I received a prize last week. An international organization surprised me at a faculty meeting with a gift of a framed certificate and an item that looks like an Egyptian obelisk for display on a credenza or mantle. They recognized work I did 15 years ago for its consequence, the details of which need not concern us here. To be on the receiving end was refreshing, since giving prizes and recognitions of various kinds is part of my job. All this led me to reflect on the point of such activity.

And what a lot of activity: We have just completed the annual ritual of Nobel Prize announcements. Wikipedia lists several hundred famous prizes given more or less annually. Just Googling on “prizes” yields 67.5 million references. Then there are the little gifts in Crackerjack and cereal boxes, called “prizes.” Prizes are ubiquitous.

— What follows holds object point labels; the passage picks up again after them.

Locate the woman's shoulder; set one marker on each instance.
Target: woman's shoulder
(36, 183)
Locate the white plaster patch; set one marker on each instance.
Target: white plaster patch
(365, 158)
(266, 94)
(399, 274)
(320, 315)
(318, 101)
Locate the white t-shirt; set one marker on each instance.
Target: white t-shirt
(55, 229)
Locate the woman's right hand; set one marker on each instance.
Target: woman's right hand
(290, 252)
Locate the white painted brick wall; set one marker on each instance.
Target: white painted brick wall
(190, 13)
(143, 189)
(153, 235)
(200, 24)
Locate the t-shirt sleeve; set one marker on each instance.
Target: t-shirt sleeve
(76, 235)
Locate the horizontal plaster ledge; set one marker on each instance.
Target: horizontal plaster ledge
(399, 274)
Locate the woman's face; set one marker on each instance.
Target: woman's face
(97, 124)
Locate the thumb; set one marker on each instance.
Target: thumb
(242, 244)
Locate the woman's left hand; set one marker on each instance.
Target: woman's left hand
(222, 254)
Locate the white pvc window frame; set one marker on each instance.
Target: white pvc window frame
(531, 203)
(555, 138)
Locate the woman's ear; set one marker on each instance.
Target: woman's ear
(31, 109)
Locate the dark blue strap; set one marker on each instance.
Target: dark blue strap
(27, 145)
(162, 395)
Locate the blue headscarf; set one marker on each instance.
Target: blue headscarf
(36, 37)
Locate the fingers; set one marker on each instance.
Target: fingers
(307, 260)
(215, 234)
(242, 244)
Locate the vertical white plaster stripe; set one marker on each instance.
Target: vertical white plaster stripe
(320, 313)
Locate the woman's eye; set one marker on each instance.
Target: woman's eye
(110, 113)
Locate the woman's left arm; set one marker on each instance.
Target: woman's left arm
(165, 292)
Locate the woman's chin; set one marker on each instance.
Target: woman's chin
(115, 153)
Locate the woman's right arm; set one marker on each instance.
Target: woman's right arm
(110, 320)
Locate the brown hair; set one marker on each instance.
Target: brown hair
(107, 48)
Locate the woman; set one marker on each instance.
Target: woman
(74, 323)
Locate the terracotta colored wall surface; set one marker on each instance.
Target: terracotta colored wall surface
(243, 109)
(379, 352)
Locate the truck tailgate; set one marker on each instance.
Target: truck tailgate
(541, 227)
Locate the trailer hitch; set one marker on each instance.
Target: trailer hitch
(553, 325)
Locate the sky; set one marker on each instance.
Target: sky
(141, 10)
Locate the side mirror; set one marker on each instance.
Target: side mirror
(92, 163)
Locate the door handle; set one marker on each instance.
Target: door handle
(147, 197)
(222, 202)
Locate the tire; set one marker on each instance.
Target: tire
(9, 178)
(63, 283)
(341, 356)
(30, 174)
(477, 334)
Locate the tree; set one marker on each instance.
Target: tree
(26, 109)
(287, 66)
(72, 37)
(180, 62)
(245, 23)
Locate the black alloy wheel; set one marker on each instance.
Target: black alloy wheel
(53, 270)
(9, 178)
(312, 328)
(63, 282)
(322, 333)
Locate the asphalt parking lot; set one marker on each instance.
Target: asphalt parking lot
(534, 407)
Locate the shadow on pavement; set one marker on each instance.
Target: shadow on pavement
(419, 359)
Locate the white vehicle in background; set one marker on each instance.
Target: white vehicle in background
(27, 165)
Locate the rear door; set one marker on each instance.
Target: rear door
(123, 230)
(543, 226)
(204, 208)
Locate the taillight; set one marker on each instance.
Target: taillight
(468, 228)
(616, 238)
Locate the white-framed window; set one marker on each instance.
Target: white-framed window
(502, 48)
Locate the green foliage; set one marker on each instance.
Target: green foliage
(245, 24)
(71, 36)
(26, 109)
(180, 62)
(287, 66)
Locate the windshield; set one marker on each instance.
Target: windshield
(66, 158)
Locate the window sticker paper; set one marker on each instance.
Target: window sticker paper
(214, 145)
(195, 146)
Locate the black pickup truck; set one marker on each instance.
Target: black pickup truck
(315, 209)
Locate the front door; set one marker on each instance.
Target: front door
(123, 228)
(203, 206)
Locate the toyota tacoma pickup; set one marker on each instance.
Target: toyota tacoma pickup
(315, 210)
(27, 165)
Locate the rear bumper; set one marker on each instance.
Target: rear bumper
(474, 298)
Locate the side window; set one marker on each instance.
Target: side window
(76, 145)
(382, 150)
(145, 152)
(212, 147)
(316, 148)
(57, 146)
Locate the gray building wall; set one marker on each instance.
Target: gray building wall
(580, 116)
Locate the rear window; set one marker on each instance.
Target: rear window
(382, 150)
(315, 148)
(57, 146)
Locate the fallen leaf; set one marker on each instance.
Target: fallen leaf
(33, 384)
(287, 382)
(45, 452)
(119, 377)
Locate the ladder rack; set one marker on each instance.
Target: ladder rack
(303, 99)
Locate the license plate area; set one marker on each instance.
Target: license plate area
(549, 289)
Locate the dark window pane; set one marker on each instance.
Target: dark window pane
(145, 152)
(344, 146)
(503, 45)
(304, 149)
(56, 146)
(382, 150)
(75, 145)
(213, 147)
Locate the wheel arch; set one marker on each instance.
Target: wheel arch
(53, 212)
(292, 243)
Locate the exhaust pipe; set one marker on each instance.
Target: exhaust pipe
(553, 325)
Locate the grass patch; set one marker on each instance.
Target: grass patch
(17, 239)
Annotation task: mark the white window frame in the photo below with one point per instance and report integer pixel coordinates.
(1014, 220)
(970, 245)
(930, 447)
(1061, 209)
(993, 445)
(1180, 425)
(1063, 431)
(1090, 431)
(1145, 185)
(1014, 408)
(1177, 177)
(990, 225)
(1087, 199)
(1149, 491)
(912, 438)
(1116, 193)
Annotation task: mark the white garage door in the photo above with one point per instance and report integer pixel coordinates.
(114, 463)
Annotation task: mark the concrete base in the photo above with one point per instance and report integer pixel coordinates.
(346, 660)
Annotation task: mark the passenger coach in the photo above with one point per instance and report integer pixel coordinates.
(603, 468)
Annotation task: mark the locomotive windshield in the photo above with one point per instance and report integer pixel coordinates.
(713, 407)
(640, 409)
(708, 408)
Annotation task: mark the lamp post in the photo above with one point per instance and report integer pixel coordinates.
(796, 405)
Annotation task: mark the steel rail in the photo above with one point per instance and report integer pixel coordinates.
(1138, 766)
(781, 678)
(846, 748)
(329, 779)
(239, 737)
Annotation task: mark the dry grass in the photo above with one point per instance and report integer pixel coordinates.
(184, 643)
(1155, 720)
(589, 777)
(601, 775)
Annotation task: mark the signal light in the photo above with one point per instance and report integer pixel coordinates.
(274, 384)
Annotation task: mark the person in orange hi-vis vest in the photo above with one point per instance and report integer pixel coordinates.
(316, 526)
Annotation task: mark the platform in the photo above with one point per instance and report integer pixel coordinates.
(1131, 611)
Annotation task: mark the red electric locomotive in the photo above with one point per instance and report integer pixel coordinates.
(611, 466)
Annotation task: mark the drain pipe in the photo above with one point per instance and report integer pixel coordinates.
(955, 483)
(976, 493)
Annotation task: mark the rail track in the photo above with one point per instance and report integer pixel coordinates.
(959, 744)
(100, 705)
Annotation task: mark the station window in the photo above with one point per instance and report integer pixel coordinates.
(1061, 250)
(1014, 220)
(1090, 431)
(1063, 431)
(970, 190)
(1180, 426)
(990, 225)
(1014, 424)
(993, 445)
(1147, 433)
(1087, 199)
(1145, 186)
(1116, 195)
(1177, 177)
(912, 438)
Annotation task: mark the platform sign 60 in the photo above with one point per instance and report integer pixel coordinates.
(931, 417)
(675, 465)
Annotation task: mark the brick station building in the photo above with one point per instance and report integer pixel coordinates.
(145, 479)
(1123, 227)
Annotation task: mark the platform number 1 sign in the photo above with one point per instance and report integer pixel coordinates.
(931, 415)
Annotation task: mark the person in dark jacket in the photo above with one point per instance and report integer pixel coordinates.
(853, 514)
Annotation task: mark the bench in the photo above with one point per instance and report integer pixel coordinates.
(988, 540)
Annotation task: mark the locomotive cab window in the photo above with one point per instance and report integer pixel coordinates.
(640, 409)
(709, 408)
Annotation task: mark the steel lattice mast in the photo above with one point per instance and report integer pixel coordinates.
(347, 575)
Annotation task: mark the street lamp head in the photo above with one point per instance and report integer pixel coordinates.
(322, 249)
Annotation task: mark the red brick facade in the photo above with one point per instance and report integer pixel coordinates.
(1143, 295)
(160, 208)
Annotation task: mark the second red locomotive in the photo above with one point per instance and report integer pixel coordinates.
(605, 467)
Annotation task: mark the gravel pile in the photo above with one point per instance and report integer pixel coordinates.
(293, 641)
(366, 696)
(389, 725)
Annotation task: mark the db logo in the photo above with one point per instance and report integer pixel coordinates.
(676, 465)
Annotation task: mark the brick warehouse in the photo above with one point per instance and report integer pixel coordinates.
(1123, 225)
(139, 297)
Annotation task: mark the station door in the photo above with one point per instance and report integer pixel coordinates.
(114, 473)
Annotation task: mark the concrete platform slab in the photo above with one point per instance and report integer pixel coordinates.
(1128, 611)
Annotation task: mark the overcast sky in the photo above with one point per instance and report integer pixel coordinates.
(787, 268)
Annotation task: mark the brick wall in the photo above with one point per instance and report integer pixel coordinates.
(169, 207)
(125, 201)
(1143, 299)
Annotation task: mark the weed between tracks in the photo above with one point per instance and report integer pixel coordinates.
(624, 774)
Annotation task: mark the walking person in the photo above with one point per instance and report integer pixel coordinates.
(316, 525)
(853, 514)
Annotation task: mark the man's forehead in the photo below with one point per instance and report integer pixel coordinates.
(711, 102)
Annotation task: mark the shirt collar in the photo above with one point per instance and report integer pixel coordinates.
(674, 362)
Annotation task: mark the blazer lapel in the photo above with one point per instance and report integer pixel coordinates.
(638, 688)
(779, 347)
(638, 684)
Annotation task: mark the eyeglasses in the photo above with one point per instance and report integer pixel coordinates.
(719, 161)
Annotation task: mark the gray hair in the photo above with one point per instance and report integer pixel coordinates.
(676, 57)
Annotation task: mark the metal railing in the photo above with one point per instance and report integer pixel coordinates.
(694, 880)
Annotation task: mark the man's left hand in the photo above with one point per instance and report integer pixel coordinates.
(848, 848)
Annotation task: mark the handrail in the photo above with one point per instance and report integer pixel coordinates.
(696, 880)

But there is an anti-prize sentiment in the air. Recently, Grigory Perelman refused to accept the Fields Medal in Mathematics, saying he did not want to become a figurehead for the mathematical community. He said the prize “was completely irrelevant for me. Everybody understood that if the proof is correct then no other recognition is needed.” He doesn’t need prizes. His accomplishments speak for themselves. Less celebrity is more. Then too, we have the anti-prizes themselves, such as the Weasel Award and the Darwin Award. Perhaps the largest argument against prizes is their very proliferation in recent times: the more of them, the less distinguished is each individual recognition—this was immortalized in the lyrics of W. S. Gilbert in The Gondoliers, “If everybody’s somebody, then no one’s anybody.”

The anti-prize sentiment misses the point: we should give prizes and recognitions not because we need more celebrity (Perelman), more notoriety (The Darwin Award), or more feel-good esteem-building. We don’t do this for the sake of individuals, but for the sake of the larger community. Prizes should continue to remind everyone of ideals and virtues, the things we value in society. The proliferation of prizes, like the expansion of the ‘net and open-source software, represents a democratization of sorts—in this instance, of our expression of those ideals and virtues. Public opinion will sort out the pecking order, which of these prizes matter more than the others. Ideals and virtues will gain.